In 922, when wireless charging is complete, the charge level of card battery 910 may indicate the battery is full. In some aspects, wireless charging receiver 908 may detect when the battery capacity is full by monitoring the electrical current flowing to card battery 910. For example, when the current drops significantly which indicates the battery is nearing full, the wireless charging receiver 908 may reduce power delivery and eventually stop charging. In some aspects, this monitoring functionality may be managed by a built-in chip within wireless charging receiver 908 that may communicate with a management system of card battery 910 to determine the charge level.

In 924, when wireless charging is complete, wireless charging receiver 908 may send a signal to wireless charging transmitter 906 that indicates the battery is full and the power delivery should be reduced or stopped once the battery reaches full capacity. In some aspects, wireless charging receiver 908 may communicate to wireless charging transmitter 906 that card battery 910 is full by sending a signal through a communication protocol using amplitude shift keying modulation. Wireless charging transmitter 906 may demodulate the signal sent by wireless charging receiver 908 to understand the battery status and adjust power output accordingly.

In 926, wireless charging transmitter 906 may shut down or power off the charger wallet 902 when the charging is complete or the power delivery stops.

In 928, USB power source 914 may charge wallet battery 912 in which wallet battery 912 may then be used to recharge charger wallet 902. In some aspects, wallet battery 912 can be charged or recharged using a standard wired connection, such as a USB cable or even another wireless charging method. Wallet battery 912 may allow charger wallet 902 to store energy for later use.

In 930, when charging of wallet battery 912 is complete, the charge level of wallet battery 912 may indicate the battery is full. In some aspects, USB power source 914 may detect when a battery capacity is full by monitoring the electrical current flowing to wallet battery 912. For example, when the current drops significantly which indicates the battery is nearing full, USB power source 914 may reduce power delivery and eventually stop charging.

Various aspects may be implemented, for example, using one or more well-known computer systems, such as computer system 1000 shown in FIG. 10. For example, aspects herein using the metadata retrieval system may be implemented using combinations or sub-combinations of computer system 1000. Also or alternatively, one or more computer systems 1000 may be used, for example, to implement any of the aspects discussed herein, as well as combinations and sub-combinations thereof.

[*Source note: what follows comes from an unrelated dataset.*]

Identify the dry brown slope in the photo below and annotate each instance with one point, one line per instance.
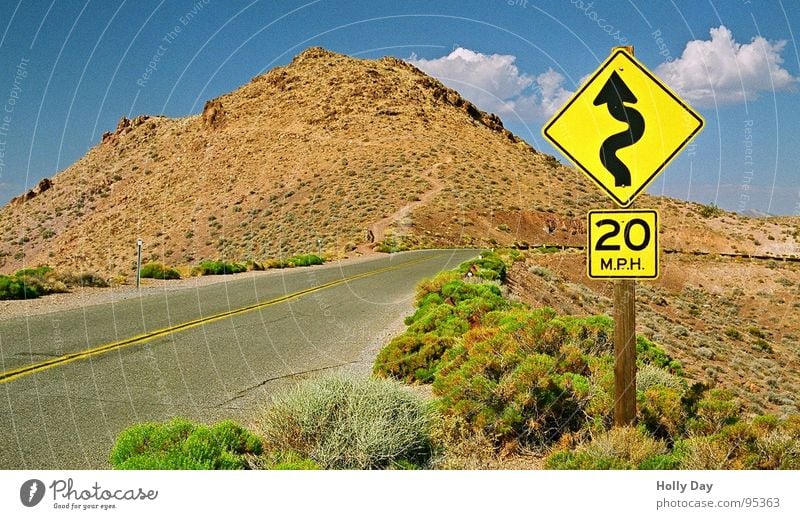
(322, 148)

A “module,” as the term is used herein, is a computational element that performs one or more functions according to computer readable instructions stored on one or more memories or other non-transitory computer-readable media.

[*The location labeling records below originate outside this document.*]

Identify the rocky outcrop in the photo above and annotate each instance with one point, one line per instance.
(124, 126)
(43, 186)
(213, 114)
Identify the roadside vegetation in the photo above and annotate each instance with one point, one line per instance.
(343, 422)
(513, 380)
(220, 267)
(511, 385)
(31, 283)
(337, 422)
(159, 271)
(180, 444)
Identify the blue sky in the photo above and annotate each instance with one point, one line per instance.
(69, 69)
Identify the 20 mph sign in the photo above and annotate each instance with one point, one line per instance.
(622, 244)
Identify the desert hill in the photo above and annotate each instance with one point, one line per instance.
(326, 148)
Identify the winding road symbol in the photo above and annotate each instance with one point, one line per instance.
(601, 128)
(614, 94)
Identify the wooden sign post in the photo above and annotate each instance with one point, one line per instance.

Computer system 1000 may include one or more processors (also called central processing units, or CPUs), such as a processor 1004. Processor 1004 may be connected to a communication infrastructure or bus 1006.

Computer system 1000 may also include user input/output device(s) 1003, such as monitors, keyboards, pointing devices, etc., which may communicate with communication infrastructure 1006 through user input/output interface(s) 1002.

One or more of processors 1004 may be a graphics processing unit (GPU). In an aspect, a GPU may be a processor that is a specialized electronic circuit designed to process mathematically intensive applications. The GPU may have a parallel structure that is efficient for parallel processing of large blocks of data, such as mathematically intensive data common to computer graphics applications, images, videos, etc.

Computer system 1000 may also include a main or primary memory 1008, such as random access memory (RAM). Main memory 1008 may include one or more levels of cache. Main memory 1008 may have stored therein control logic (i.e., computer software) and/or data.

Computer system 1000 may also include one or more secondary storage devices or memory 1010. Secondary memory 1010 may include, for example, a hard disk drive 1012 and/or a removable storage device or drive 1014. Removable storage drive 1014 may be a floppy disk drive, a magnetic tape drive, a compact disk drive, an optical storage device, tape backup device, and/or any other storage device/drive.

Removable storage drive 1014 may interact with a removable storage unit 1018. Removable storage unit 1018 may include a computer usable or readable storage device having stored thereon computer software (control logic) and/or data. Removable storage unit 1018 may be a floppy disk, magnetic tape, compact disk, DVD, optical storage disk, and/ any other computer data storage device. Removable storage drive 1014 may read from and/or write to removable storage unit 1018.

Secondary memory 1010 may include other means, devices, components, instrumentalities or other approaches for allowing computer programs and/or other instructions and/or data to be accessed by computer system 1000. Such means, devices, components, instrumentalities or other approaches may include, for example, a removable storage unit 1022 and an interface 1020. Examples of the removable storage unit 1022 and the interface 1020 may include a program cartridge and cartridge interface (such as that found in video game devices), a removable memory chip (such as an EPROM or PROM) and associated socket, a memory stick and USB or other port, a memory card and associated memory card slot, and/or any other removable storage unit and associated interface.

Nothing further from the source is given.